CEBAF is an electron-accelerator facility that employs superconducting radiofrequency (SRF) technology to investigate the quark structure of the nucleus. The first large-scale application of SRF technology in the US, it was originally built to circulate electrons through 1–5 passes to provide 4 GeV electron beams. As a result of the operators’ experience in running the machine at its peak potential, the original installation eventually achieved operational energies of 6 GeV (CERN Courier October 2000 p9).

In May 2012, the accelerator was shut down for its 12 GeV upgrade (CERN Courier November 2012 p30). This $338-million project, which will double CEBAF’s maximum energy, includes the construction of a fourth experimental hall (Hall D), as well as upgrades to equipment in three existing halls (Halls A, B and C) (CERN Courier April 2009 p15).

Accelerator operators began the painstaking task of bringing the accelerator back online last December. By 5 February, they had achieved the full upgrade-energy acceleration of 2.2 GeV in one pass through the machine. Then on 1 April, the operators exceeded CEBAF’s previous maximum energy. The accelerator delivered three-pass, 6.11-GeV electron beams with 2 nA average current onto a target in Hall A, and recorded the first data of the 12-GeV era, holding the pattern for more than an hour.

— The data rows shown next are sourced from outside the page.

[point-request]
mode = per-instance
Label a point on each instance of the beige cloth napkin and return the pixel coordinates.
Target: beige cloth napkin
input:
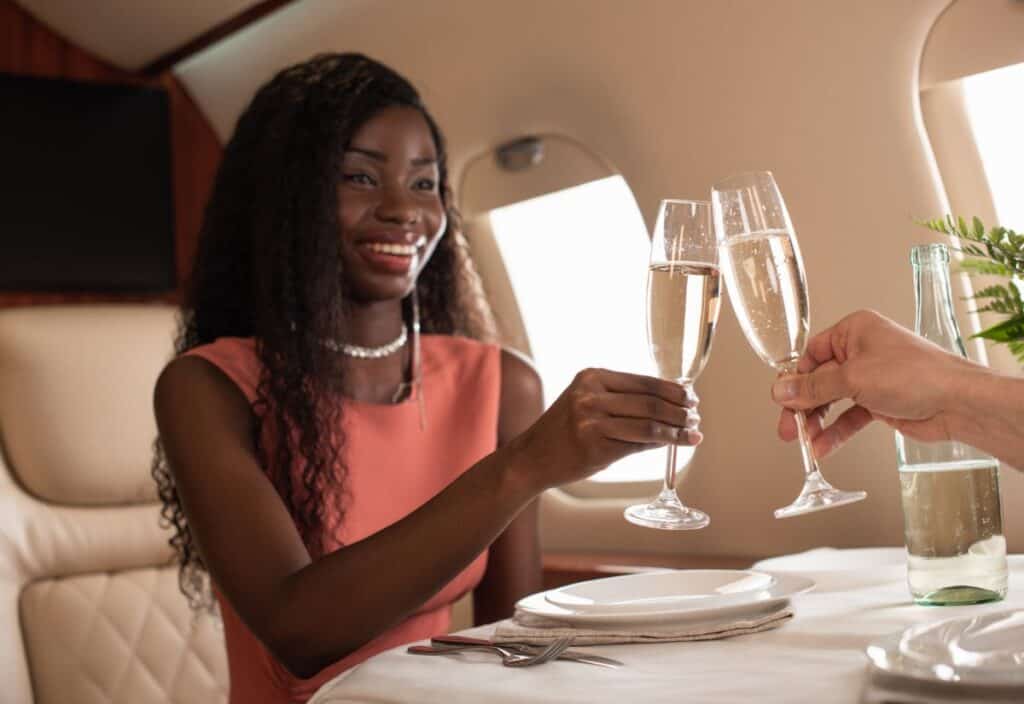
(523, 627)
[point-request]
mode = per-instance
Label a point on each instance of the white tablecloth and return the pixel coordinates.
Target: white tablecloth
(817, 657)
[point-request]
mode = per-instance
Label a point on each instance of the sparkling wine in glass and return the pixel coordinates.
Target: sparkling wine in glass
(765, 276)
(683, 286)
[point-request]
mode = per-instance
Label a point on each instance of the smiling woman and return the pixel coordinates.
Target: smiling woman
(336, 518)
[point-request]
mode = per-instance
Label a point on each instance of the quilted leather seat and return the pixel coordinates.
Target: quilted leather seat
(89, 606)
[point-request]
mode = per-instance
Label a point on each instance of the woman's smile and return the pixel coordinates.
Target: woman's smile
(386, 256)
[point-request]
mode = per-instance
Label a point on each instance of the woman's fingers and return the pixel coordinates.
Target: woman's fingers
(623, 383)
(642, 406)
(649, 433)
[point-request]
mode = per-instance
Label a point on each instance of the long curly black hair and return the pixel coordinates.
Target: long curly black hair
(268, 267)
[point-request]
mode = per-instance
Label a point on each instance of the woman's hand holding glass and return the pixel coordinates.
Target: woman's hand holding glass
(682, 312)
(602, 416)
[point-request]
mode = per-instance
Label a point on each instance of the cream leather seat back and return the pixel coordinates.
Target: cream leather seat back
(90, 610)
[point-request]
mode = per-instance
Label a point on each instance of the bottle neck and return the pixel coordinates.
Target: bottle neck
(935, 320)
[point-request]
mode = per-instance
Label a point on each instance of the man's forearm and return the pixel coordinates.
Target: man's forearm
(987, 411)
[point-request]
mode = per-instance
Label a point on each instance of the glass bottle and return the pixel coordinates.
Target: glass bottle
(952, 520)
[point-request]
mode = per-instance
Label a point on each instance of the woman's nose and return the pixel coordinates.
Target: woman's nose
(397, 206)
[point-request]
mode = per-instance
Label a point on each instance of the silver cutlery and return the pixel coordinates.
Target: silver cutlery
(456, 643)
(510, 658)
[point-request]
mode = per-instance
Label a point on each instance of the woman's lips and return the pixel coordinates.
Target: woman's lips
(388, 258)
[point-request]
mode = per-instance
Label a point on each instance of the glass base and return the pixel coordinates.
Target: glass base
(667, 513)
(818, 495)
(958, 596)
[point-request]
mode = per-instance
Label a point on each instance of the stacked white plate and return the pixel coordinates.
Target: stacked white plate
(666, 596)
(979, 650)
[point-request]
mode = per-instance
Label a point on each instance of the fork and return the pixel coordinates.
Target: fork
(577, 655)
(556, 648)
(510, 658)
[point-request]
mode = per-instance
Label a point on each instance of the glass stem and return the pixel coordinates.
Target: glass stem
(810, 464)
(813, 481)
(669, 489)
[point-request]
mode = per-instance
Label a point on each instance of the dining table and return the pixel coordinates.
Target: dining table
(860, 596)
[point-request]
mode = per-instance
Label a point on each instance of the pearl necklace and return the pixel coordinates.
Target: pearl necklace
(369, 352)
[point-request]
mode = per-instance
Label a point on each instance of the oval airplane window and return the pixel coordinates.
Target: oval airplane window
(994, 104)
(565, 273)
(971, 80)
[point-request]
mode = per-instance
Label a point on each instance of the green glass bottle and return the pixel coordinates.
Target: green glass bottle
(952, 518)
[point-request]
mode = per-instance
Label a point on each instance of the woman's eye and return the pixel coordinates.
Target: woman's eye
(361, 179)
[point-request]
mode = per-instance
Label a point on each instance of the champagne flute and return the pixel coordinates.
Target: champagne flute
(682, 311)
(765, 276)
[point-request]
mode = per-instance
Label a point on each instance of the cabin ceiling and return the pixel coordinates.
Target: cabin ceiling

The operators continued to push the upgraded machine, and early on 7 May the energy was increased to 10.5 GeV through the entire 5.5 passes. In the last minutes of the day, 10.5 GeV beam was delivered into the new Hall D complex. Having met all of the major milestones in the 12-GeV project for the DOE approval step, Critical Decision-4A (Accelerator Project Completion and Start of Operations), staff and users are now looking forward to demonstration of 12-GeV energy and beam delivery to Jefferson Lab’s experimental halls for commissioning and the start of experiments.